My family is lucky.  My Dad, no spring chicken himself, is still capable of aiding my mother.  Since her stay was intended for depth perception rehab, and there was none given, and the other horrifying issues continued to crush my mother’s soul and spirit we brought her home.  She’ll do out patient rehab with the VA, having my Dad drive her roughly an hour and a half one way for each session, and she’ll stay at home.  I’m soon off to return to my life in NYC, and as it has been for a couple of years now I fly to parents when needed.  Again, we are lucky in that my parents—at least—have the medical care they need and moderate financial means to afford the daily accruements of life.  My parents live on an acre or so in a rural town, and the peaceful nature of the town eases the soul just as what seems like a short walk to the mailbox—for you and me—is becoming a daily exercise for them.  Yesterday, as they walked out there and back, for all of us it was just a reminder that resolve matters more than the promise that things will get better when systems and plans fail you. 

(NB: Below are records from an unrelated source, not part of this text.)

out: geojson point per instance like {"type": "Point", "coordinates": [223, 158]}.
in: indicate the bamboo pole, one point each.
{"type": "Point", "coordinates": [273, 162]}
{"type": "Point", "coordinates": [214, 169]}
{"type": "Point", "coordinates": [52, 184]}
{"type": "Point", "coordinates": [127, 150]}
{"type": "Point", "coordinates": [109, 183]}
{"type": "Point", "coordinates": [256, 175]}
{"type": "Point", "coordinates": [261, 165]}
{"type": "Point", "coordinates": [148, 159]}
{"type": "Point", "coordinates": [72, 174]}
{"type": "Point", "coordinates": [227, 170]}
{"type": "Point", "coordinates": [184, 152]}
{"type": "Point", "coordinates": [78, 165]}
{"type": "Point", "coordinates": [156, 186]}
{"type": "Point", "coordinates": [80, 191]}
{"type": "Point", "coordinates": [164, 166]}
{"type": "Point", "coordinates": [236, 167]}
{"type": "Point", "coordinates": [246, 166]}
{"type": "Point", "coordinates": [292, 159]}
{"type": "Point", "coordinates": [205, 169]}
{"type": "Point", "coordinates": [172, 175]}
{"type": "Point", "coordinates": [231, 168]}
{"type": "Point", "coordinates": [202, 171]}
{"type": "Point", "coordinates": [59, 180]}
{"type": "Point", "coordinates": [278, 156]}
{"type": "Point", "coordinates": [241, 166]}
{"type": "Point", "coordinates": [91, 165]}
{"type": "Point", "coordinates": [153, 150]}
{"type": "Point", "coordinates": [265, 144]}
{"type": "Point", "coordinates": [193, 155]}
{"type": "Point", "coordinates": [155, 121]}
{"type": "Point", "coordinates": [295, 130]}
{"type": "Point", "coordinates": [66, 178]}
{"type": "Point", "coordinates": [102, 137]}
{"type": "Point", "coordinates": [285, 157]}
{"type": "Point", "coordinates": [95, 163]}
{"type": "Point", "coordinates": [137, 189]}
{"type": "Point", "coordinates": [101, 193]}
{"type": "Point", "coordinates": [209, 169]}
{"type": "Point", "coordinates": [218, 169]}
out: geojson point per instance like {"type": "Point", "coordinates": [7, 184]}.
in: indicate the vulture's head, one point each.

Helping your mother go to the bathroom, dress herself, and perform functions of daily life brings you to a new level of humble.  Of course, it also hits and shocks your soul as I doubt there is really a way to prepare yourself for such things.  Though, this is the phase of life we never really talk about, we certainly didn’t have extended lectures about in school like we did about sex and menstruation, and now as our parents—and the larger population—grow old and stay alive and expanded rates instances like the one my family just endured should not be the common discourse of the narrative.  In the past few days friends, colleagues, and relative strangers have all shared stories of parents being dropped, covered in sores, and left to decay in these nursing home facilities.  This is a problem, a social concern that we should not ignore, think it will not happen to us, and push to the wayside.  Everyone grows old.  Everyone ages.  In the end, we all will face these end of life dilemmas.  The question is do we ignore the growing problem now and hope it won’t happen to us or become proactive and force change and examination of a system that is failing us all?

Comments

melissa said…
I'm so sorry your Mom had to go through that horrible experience. The stories that I hear from these homes are scary and downright unacceptable. Your Mom is so lucky to have you, I'm sure many others have no one to care for or stick up for them. The medical industry is so corrupt, I just can't stand it.